Secondly, why is this purge only focused on indie/small press books when we know full well there's a ton of 'filth' widely available through large presses? I don't remember WH Smith worrying about teenagers purchasing 50SOG from their large displays in store?

And what concerns me most is the major overreaction from supposedly intelligent people. I am hoping they're intelligent seeing as they run a big company. One would assume it took some brains but now I'm not so sure... The journalism that led to this was blatant sensationalism. The titles they were reffering too were very much in the minority and sites like Amazon and Smashwords have things in place to help prevent underage buyers from reading them.
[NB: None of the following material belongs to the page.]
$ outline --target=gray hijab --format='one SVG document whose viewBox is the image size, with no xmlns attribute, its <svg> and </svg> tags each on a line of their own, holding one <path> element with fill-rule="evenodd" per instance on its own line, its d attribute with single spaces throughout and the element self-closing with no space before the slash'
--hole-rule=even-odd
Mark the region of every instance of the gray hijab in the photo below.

The erotica category on Amazon keeps things hidden from general searches and Smashwords hide content like that unless you select that you're over 18. We all know that clicking a button saying that doesn't stop you from viewing that stuff if you want to bad enough but nor do the buttons on porn sites and Literiotica.

Kobo really should have looked at themselves first rather than pursuing a costly and timely course of action. What are they doing to protect people whilst allowing readers the freedom to read what they want?
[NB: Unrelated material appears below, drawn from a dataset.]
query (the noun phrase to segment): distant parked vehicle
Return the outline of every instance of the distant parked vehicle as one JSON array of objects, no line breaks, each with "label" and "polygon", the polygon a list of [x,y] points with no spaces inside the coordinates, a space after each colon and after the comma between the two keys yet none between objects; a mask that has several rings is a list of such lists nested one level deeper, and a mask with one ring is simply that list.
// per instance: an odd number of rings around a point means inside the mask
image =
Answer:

Their response? Delete everything from those sordid indies and small press publishers. Surely the easiest step would have been to put into place some filters and then start reviewing those which blatantly break their T&C's. And I mean those ones that actually do. Not the ones that are naughty or have something in them that not everyone gets, like BDSM.

Whilst Amazon's actions don't seem to be as dramatic and actually erotica deletions are not uncommon, I hope and pray they continue to give readers what they want. Having dealt with their customer service, I applaud the support they give to authors in helping them make their books readily available and for the manual reviews books go through but as we know there's clearly some issues with what some reviewers see as acceptable and what others don't. Books that are well within Amazon's T&C's have been removed whilst other titles against them still seem to be standing. A little more clarity on what the do and don't accept would be good. Like... side-boob bad, manly chest good. (I'm quoting this from a friend who had to change her cover because of said issue.)

So... in the meantime, do sign this petition. Whilst Kobo state that most of these titles will return, I think kicking up a stink at their thoughtless actions isn't a bad thing. And maybe the papers that sensationalise such stories should look at their own content. Last time I looked, a lot took great pleasure in splashing stories I'd rather forget in front of my children in a very definitely fictional manner.


  1. Totally agree with everything you've said Sam. I do hope WH Smith and Kobo learn something from this and get your books back up pronto.

  2. i agree with you Samantha. They should look at some of the audio stuff from big publishers, far far worse than the e books

  3. I totally agree with Samantha Holt, I am old enough to make the decision about what I read for myself so I have signed the petition.